Lot 165 - 1956 Lancia Aurelia B12
|Odometer reading||68,708 miles|
|Estimate||£30,000 - £38,000|
- Substantial recent investment
- Presents in beautiful condition
Designed by Vittorio Jano, the Aurelia was launched in 1950 and production lasted until the summer of 1958. The Aurelia used the first production V6 engine, a 60° design developed by Francesco de Virgilio who was, between 1943 and 1948 a Lancia engineer, and who worked under Jano. During production, capacity grew from 1.8 to 2.5 litres. Prototype engines used a bore and stroke of 68mm x 72mm for 1569cc; these were tested between 1946 and 1948. It was an all-alloy pushrod design with a single camshaft between the cylinder banks. A hemispherical combustion chamber and in-line valves were used. A single Solex or Weber carburettor completed the engine. Some uprated 1991cc models were fitted with twin carburettors. At the rear was an innovative combination transaxle with the gearbox, clutch, differential, and inboard-mounted drum brakes.
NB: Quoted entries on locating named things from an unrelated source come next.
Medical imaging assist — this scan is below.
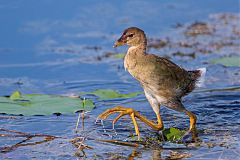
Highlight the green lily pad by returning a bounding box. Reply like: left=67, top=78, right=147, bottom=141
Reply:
left=80, top=89, right=142, bottom=100
left=0, top=91, right=94, bottom=115
left=210, top=56, right=240, bottom=67
left=162, top=128, right=186, bottom=142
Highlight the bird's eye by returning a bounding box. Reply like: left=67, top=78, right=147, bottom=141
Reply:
left=128, top=34, right=134, bottom=37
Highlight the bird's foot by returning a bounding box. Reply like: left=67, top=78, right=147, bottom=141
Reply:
left=182, top=127, right=199, bottom=142
left=97, top=106, right=140, bottom=140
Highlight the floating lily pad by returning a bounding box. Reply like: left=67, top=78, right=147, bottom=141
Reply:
left=210, top=56, right=240, bottom=67
left=0, top=91, right=94, bottom=115
left=81, top=89, right=142, bottom=100
left=162, top=128, right=186, bottom=142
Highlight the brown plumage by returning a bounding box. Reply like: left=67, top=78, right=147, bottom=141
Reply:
left=99, top=27, right=203, bottom=140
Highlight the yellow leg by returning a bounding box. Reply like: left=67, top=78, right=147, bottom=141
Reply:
left=98, top=106, right=163, bottom=139
left=186, top=111, right=197, bottom=131
left=186, top=111, right=198, bottom=141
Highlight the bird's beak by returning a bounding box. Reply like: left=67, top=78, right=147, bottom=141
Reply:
left=113, top=35, right=126, bottom=48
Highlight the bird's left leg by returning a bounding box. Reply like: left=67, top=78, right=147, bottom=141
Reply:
left=98, top=106, right=163, bottom=140
left=168, top=100, right=198, bottom=141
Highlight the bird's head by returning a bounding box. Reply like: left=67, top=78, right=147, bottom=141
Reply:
left=113, top=27, right=146, bottom=48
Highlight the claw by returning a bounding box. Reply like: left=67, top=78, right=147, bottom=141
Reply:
left=97, top=106, right=140, bottom=140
The front suspension was a sliding pillar design, with rear semi-trailing arms replaced by a de Dion tube in the Fourth series.
Originally registered on 3rd May 1956 this Lancia presents in delightful condition. Purchased in 2017 as an unfinished project, the fastidious vendor set about commissioning bodywork including cutting out and refabricating the floors, new inner sills and new inner wings, all of this work was carried out to an exceptionally good standard and was comprehensively photographed. The engine has been rebuilt with many parts purchased from Omicron, additionally a new clutch has been fitted. The light metallic blue coachwork is in great order as is the tan part leather interior. The chromework is also in very good condition. This is an exciting opportunity to purchase an Aurelia with the reassurance of owning a very stylish, rare and beautifully engineered motor car.
Interested parties should note that the private registration plate shown is to be retained by the vendor and a new, age-related registration issued instead.